Hükmü, davacı vekili temyiz etmiştir.
1) Tebligat, bir hukuki işlemin veya durumun ilgilisine bildirilmesi amacıyla yetkili kurum tarafından yazı ve ilan yoluyla yapılan bildirimin belgelenmesi işlemidir. Ancak, yasaya uygun ve geçerli bir tebliğden söz edilebilmesi için, yapılan tebligat işleminin, yürürlükte bulunan mevzuat hükümlerine uygun olması gerekmektedir. Bu şekilde çıkartılan tebligatın teslim alınmasıyla birlikte tebligata konu olan hukuki duruma ilişkin süreler başlar. Nitekim 1086 sayılı HUMK’nın 432. maddesinin birinci fıkrası ve yine 6100 sayılı HMK’nın 361. maddesinin birinci fıkrasında temyiz kanun yoluna başvuru süresinin kararın tebliği ile başlayacağı hüküm altına alınmıştır.
Somut olayın değerlendirilmesine gelince; Üsküdar Asliye Hukuk Mahkemesinin 1998/124 Esas sayılı dava dosyası incelendiğinde, dava dilekçesinde davalılar ... ve ...’in adresleri " ... " olarak belirtilmesine rağmen, davalı ...’in adresi bağımsız bölüm numarası belirtilmeden " ... " olarak bildirilmiş, ancak bahsedilen davalıların farklı bağımsız bölümlerde ikamet ettikleri belli olduğu halde her üç davalının dava dilekçesi" birlikte torunu/yeğeni/kızı sıfatıyla ... ’’ imzasına, gerekçeli karar tebligatı ise "birlikte sakini gelini/yengesi/eşi sıfatıyla..." imzasına tebliğ edilmiştir. Dava dilekçesi ile gerekçeli kararları tebliğ alan ... ve...’in her üç davalı ile aynı bağımsız bölümde ikamet etmesi hayatın olağan akışına aykırı olup, bu nedenle ...’e yapılan tebligatlar usulsüzdür.
Ne var ki; ... tarafından İstanbul Anadolu 19. Asliye Hukuk Mahkemesinin 2014/19 Esas sayılı dosyası ile yargılamanın yenilenmesi talep edilmiş ise de Hukuk Muhakemeleri Kanunu’nun 375. maddesinde belirtilen yargılamanın yenilenmesi sebebi mevcut bulunmayıp bu yönüyle 2014/19 Esas sayılı dosya üzerinden davanın reddine karar verilmesinde uyarsızlık bulunmamaktadır.
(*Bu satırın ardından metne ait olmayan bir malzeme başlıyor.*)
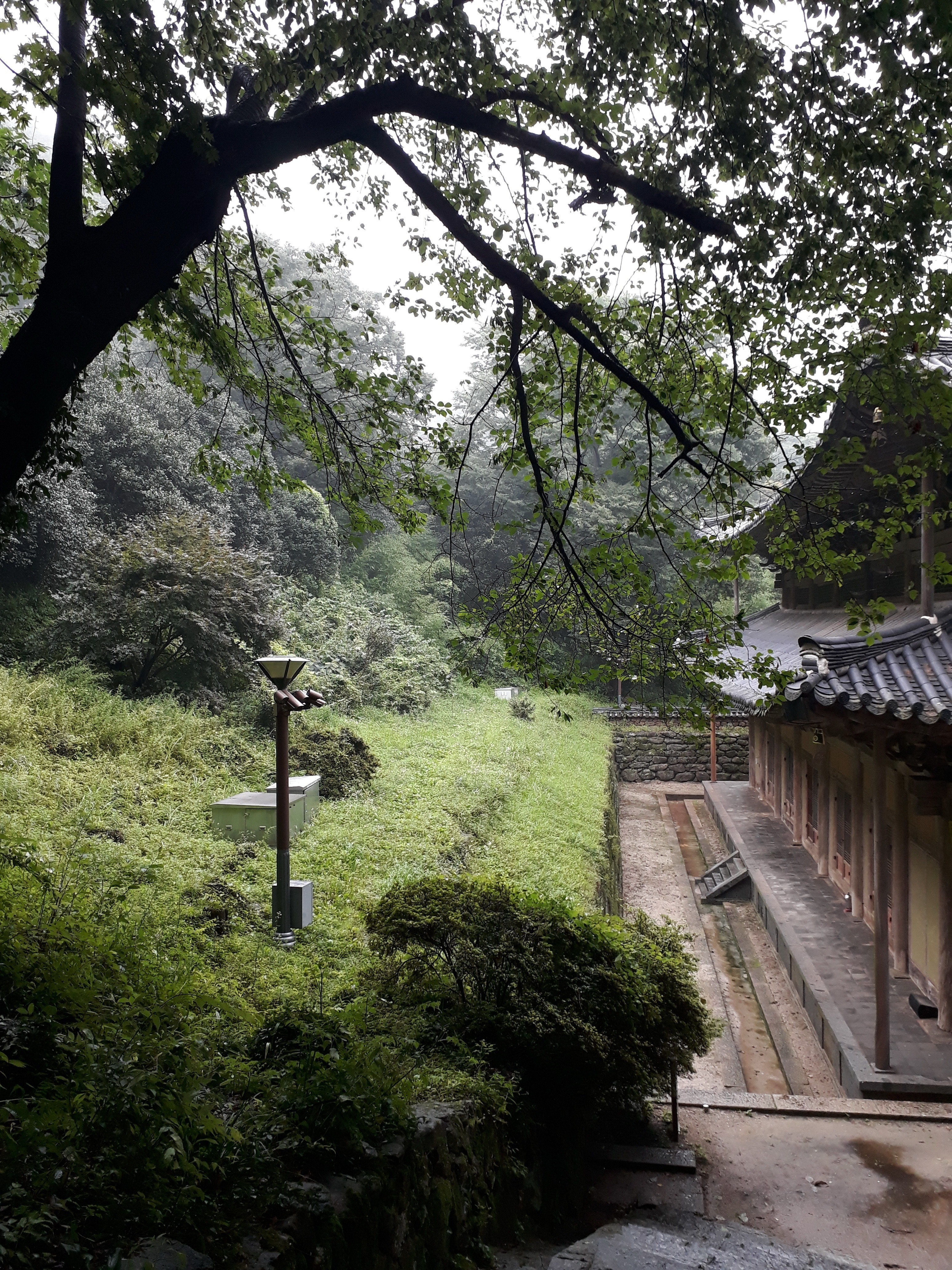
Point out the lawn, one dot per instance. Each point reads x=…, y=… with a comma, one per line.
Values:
x=122, y=790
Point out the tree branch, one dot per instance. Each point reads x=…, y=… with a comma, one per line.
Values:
x=69, y=136
x=383, y=145
x=273, y=143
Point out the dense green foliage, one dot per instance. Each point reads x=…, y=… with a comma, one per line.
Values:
x=169, y=605
x=362, y=652
x=344, y=760
x=738, y=189
x=579, y=1011
x=178, y=1067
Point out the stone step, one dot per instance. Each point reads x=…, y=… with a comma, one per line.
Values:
x=675, y=1160
x=672, y=1241
x=723, y=878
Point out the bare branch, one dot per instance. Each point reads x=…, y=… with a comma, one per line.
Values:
x=383, y=145
x=69, y=136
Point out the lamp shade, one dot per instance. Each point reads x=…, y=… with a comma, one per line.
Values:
x=281, y=670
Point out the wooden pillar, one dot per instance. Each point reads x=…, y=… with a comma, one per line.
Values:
x=928, y=545
x=881, y=930
x=945, y=982
x=856, y=869
x=900, y=879
x=826, y=845
x=799, y=793
x=869, y=860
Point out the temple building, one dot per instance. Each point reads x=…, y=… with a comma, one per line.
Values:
x=845, y=826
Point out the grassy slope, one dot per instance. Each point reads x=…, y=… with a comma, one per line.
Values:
x=465, y=787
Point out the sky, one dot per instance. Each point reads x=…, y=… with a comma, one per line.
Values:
x=380, y=261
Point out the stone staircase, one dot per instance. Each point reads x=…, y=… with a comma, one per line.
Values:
x=728, y=879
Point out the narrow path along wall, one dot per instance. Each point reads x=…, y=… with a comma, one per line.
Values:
x=663, y=751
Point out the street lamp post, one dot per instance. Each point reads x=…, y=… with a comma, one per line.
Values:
x=282, y=671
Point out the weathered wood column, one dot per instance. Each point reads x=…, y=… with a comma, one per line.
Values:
x=857, y=836
x=945, y=984
x=900, y=879
x=927, y=556
x=881, y=930
x=826, y=844
x=799, y=793
x=869, y=861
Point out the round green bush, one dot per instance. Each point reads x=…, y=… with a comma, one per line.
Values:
x=581, y=1011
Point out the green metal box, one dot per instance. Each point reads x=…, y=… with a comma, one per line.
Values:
x=251, y=817
x=311, y=789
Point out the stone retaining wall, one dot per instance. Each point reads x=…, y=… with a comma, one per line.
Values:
x=659, y=751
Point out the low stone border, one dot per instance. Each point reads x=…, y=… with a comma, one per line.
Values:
x=851, y=1066
x=796, y=1104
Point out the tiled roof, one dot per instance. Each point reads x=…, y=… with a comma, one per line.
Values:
x=855, y=482
x=906, y=673
x=779, y=633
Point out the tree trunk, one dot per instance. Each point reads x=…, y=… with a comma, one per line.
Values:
x=96, y=286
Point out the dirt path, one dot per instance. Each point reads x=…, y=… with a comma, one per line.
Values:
x=871, y=1189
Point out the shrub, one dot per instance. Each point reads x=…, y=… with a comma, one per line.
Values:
x=169, y=604
x=363, y=653
x=135, y=1103
x=344, y=760
x=579, y=1011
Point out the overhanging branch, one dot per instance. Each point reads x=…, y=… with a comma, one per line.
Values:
x=69, y=135
x=383, y=145
x=263, y=146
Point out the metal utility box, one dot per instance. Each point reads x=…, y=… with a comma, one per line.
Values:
x=301, y=905
x=311, y=789
x=249, y=817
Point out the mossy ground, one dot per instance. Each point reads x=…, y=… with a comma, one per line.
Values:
x=125, y=789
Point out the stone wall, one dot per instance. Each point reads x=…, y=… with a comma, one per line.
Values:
x=657, y=751
x=610, y=873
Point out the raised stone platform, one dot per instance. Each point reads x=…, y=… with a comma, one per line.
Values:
x=681, y=1240
x=829, y=958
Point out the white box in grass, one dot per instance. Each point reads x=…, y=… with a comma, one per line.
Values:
x=310, y=787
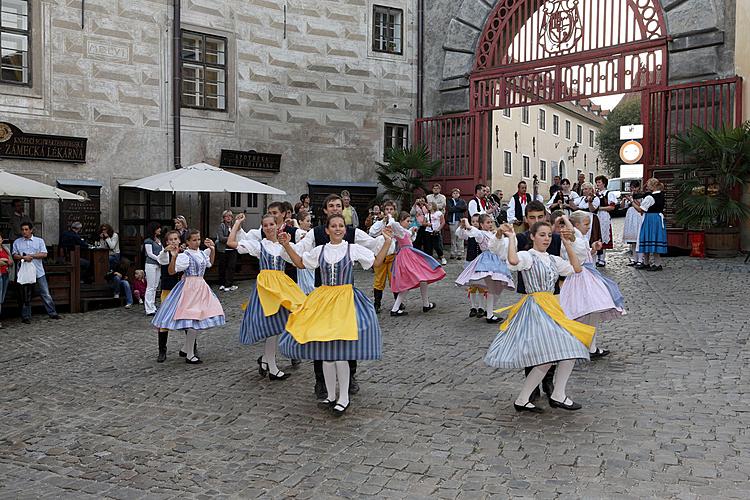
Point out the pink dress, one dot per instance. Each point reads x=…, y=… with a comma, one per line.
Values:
x=412, y=266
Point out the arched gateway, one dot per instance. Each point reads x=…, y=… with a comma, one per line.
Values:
x=545, y=51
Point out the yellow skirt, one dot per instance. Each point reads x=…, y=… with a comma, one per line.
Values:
x=329, y=313
x=551, y=305
x=276, y=289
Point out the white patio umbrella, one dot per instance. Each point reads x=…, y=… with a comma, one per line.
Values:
x=202, y=178
x=20, y=187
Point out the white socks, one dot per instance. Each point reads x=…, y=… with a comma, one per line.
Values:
x=190, y=343
x=333, y=371
x=562, y=374
x=423, y=291
x=533, y=379
x=269, y=356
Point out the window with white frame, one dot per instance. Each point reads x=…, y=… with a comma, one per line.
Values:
x=387, y=29
x=395, y=136
x=15, y=42
x=204, y=71
x=507, y=163
x=526, y=166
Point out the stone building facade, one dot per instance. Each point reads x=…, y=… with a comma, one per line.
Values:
x=302, y=79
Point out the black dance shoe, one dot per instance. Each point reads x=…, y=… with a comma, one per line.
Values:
x=565, y=406
x=528, y=407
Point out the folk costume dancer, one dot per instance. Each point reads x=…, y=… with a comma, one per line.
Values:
x=337, y=323
x=488, y=270
x=383, y=273
x=607, y=204
x=274, y=295
x=191, y=304
x=333, y=205
x=412, y=268
x=589, y=296
x=537, y=333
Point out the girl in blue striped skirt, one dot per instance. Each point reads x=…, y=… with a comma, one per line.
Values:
x=337, y=322
x=274, y=295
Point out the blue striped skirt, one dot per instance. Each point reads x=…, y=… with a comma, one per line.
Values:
x=164, y=317
x=368, y=346
x=256, y=326
x=533, y=338
x=653, y=235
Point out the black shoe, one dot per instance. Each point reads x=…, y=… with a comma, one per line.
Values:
x=262, y=367
x=320, y=391
x=353, y=385
x=526, y=407
x=571, y=406
x=283, y=375
x=339, y=409
x=599, y=353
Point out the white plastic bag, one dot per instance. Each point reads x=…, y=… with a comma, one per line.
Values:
x=27, y=274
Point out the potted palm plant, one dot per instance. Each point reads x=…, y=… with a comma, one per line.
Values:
x=715, y=170
x=404, y=171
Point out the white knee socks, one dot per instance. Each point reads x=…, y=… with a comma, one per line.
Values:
x=562, y=374
x=423, y=291
x=533, y=379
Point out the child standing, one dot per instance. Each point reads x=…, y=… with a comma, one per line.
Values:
x=652, y=238
x=488, y=270
x=191, y=305
x=633, y=221
x=337, y=322
x=274, y=296
x=139, y=285
x=537, y=333
x=412, y=268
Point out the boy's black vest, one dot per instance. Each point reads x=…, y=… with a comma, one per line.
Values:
x=321, y=238
x=658, y=206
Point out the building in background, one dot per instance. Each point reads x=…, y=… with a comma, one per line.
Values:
x=326, y=85
x=546, y=140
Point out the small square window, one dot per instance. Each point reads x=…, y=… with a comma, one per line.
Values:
x=507, y=163
x=387, y=29
x=395, y=136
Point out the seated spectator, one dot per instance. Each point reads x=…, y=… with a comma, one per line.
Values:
x=118, y=279
x=139, y=285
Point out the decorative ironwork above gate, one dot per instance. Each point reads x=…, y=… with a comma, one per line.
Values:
x=540, y=51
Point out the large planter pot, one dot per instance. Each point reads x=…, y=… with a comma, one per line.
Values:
x=722, y=242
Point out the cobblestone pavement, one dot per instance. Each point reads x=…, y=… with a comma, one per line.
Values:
x=87, y=412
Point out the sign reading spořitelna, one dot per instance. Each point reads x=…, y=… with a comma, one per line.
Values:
x=14, y=143
x=251, y=160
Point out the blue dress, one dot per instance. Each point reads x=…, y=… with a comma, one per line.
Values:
x=369, y=344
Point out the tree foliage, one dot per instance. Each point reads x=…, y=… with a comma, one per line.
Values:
x=404, y=171
x=627, y=112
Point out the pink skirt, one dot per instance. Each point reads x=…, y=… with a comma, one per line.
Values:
x=197, y=301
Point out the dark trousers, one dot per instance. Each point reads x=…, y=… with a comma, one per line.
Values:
x=318, y=367
x=227, y=265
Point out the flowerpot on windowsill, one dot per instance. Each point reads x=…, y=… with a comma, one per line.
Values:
x=722, y=242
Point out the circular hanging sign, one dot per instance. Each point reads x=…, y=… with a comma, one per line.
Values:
x=631, y=152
Buna karşın, ...’e usulüne uygun tebligat yapılmadığından Üsküdar 5. Asliye Hukuk Mahkemesinin 1998/124 Esas- 2000/863 Karar sayılı ilamının ... yönünden kesinleştiği kabul edilemez. Bu nedenle bahsi geçen karara karşı hukuki haklarının zarar gördüğünü düşünen kişiler için temyiz yolu açık olduğundan, davalı ...’nin "yargılamanın yenilenmesi" talebi olarak adlandırdığı talebinin Üsküdar Asliye Hukuk Mahkemesinin 1998/124 Esas 2000/ 863 Karar sayılı ilamına karşı temyiz istemi olarak kabul edilerek dosyadaki 26.12.2000 tarihli kesinleşme şerhinin kaldırılmasına karar verilmiştir.
2) 7201 sayılı Tebligat Kanununun;
1- "Bilinen Adreste Tebligat" kenar başlıklı 10. maddesinin birinci ve ikinci fıkralarında, "Tebligat, tebliğ yapılacak şahsa bilinen en son adresinde yapılır.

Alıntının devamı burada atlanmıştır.